TORONTO — Canadians looking to enjoy a pack of smokes along with their porn will soon be unable to locate their favorite tobacco products.
Retailers in Ontario, Quebec and a few other provinces must now hide tobacco products from their customers under new regulations that will cover most of Canada by the end of the year. The provincial governments want to discourage the smoking habit by "de-normalizing" the presence of cigarettes, which typically enjoy prime placement behind cash registers.
One unnamed Toronto shop owner expressed outraged that he will now have to hide his tobacco products while children too young to buy pornography will still be able to eye the plastic-covered magazines.
"It's a pain in the arse, and a double-standard that the government supports liquor sales," said the shop owner, referring to provincially owned liquor stores.
Advocates of the law say the seemingly draconian measure would eventually work and was too important to get bogged down by morality.
"Pornography, with all its faults and deficits, won't kill you," said Michael Perley, director of the Ontario Campaign for Action on Tobacco, an anti-smoking lobby group. "Tobacco industry products kill one in two of their long-term users." Perley's group, backed by national cancer and medical associations, complains that the cigarette industry paid retailers to display their colorful products in prominent positions in retail stores.

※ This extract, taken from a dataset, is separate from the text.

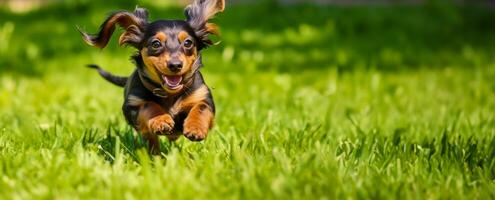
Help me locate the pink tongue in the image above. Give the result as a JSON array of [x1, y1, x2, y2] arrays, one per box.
[[163, 76, 182, 87]]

“You can’t compare porn and cigarettes,” WebCamCash’s Derek “Dwreck” Smout, a Toronto resident who agrees with the measure told XBIZ. “Porn never gave anyone cancer.”
Canadian retailers have voiced complaints about the law saying it will confuse customers and sellers, and slow sales of their top product. But the provinces, which are responsible for managing Canada's publicly funded healthcare system, say they are trying to curb the country's number one cause of early death: cancer.